Since Nov. 1, 2018, private sector organizations hit with a breach have strict reporting requirements. If there is risk of significant harm to those whose data is compromised — the ROSH test — all individuals affected and the office of the privacy commissioner need to be notified. But also within 2015 amendments to PIPEDA, says Ahmad, is a requirement to track any cyber-incident or breach that has occurred within their organization, even if the incident doesn’t meet the ROSH threshold. This can even include an employee who lost a laptop with encrypted data but found it soon after, says Ahmad.

“But you need to now, in a ledger, keep a record of that incident for a period of two years. And the regulator can literally knock on your door and say, ‘Can I see your register, please?’ And you have to basically present it to them; it’s a real compliance requirement and potentially there are fines for non-compliance if you don’t,” he says.

In his practice, Ahmad is now seeing more proactivity by data-holding organizations. While organizations traditionally focused on cyber-incident response, in the past 18 months, he’s seen time and money spent on designing a comprehensive pre-breach plan. A data inventory is key, he says, because knowledge of where the data is kept, how it is kept and what kind of data is kept will be essential when the breach occurs. A pre-breach plan includes vendor management and proper vetting of any other third party with which an organization shares data because, if the breach occurs with them, according to Canadian and other privacy laws around the world, the organization is on the hook. Ahmad’s clients are revising contracts to include clauses to require third parties to notify the organization within 24 hours, to co-operate with them in the investigation and agree on an indemnification if a breach occurs. The function provided by breach coaches — lawyers who guide organizations through data breaches when they occur — are beginning to be handled before the problem and this makes the problem less serious when it happens, he says.
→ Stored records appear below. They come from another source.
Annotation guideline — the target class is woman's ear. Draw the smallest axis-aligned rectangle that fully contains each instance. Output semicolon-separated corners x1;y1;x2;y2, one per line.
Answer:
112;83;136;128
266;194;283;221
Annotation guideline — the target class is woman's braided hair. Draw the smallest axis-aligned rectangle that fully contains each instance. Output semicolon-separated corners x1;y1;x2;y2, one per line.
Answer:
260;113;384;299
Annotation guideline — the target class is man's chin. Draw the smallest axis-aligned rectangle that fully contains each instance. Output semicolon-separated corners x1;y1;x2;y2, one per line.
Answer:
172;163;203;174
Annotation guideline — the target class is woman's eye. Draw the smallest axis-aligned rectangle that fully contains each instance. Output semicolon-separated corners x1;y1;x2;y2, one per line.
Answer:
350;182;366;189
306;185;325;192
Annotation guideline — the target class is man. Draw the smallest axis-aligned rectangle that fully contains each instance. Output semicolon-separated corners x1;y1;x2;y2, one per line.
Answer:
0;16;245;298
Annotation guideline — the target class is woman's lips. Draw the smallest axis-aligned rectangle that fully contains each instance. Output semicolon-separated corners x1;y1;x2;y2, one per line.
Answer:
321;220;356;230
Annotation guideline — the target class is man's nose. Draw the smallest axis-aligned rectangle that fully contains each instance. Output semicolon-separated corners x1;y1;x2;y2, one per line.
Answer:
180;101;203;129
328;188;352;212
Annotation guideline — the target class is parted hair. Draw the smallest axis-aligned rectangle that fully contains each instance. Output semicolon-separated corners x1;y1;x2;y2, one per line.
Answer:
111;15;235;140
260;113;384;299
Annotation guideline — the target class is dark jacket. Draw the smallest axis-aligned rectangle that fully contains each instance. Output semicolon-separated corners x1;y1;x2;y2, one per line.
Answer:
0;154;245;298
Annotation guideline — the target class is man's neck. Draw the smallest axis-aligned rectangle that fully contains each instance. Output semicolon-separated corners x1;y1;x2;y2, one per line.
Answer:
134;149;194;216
It also ensures that “that response is much more effective because we’ve invested time on the front end and significantly reduced our costs,” he says.

The less data an organization stores, the less serious is a security breach, says Susan Wortzman, a partner at McCarthy Tétrault LLP in Toronto. She founded Wortzmans, a law firm specializing in the management of digital information, which is now called MT>3. It was acquired by McCarthy Tétrault in 2016. Wortzman is now the firm’s go-to on e-discovery and information management.

Wortzman says a key to protecting against data breaches is the same advice she used to give clients who were hiring her to handle their e-discovery and wanted to reduce their costs — better data governance and stop hoarding.

“Stop keeping everything forever,” she says. “Everybody thinks they need to keep all this information forever. All it’s really doing is creating this huge risk.

“Most of our clients are sitting on . . . between 15 and 30 copies of every email [and] every document. . . . If you just did better data governance and you got rid of all of that, you can be getting rid of 70 per cent of your data,” she says. “[Clients say,] ‘This was so important. I worked on this transaction — it was two years of my life. There’s no way I’m getting rid of all these records relating to this deal.’ And 10 years later, they’ve still got some PST file stashed away with all this data that they’re never going to look at again. . . . It’s definitely the hoarder mentality.”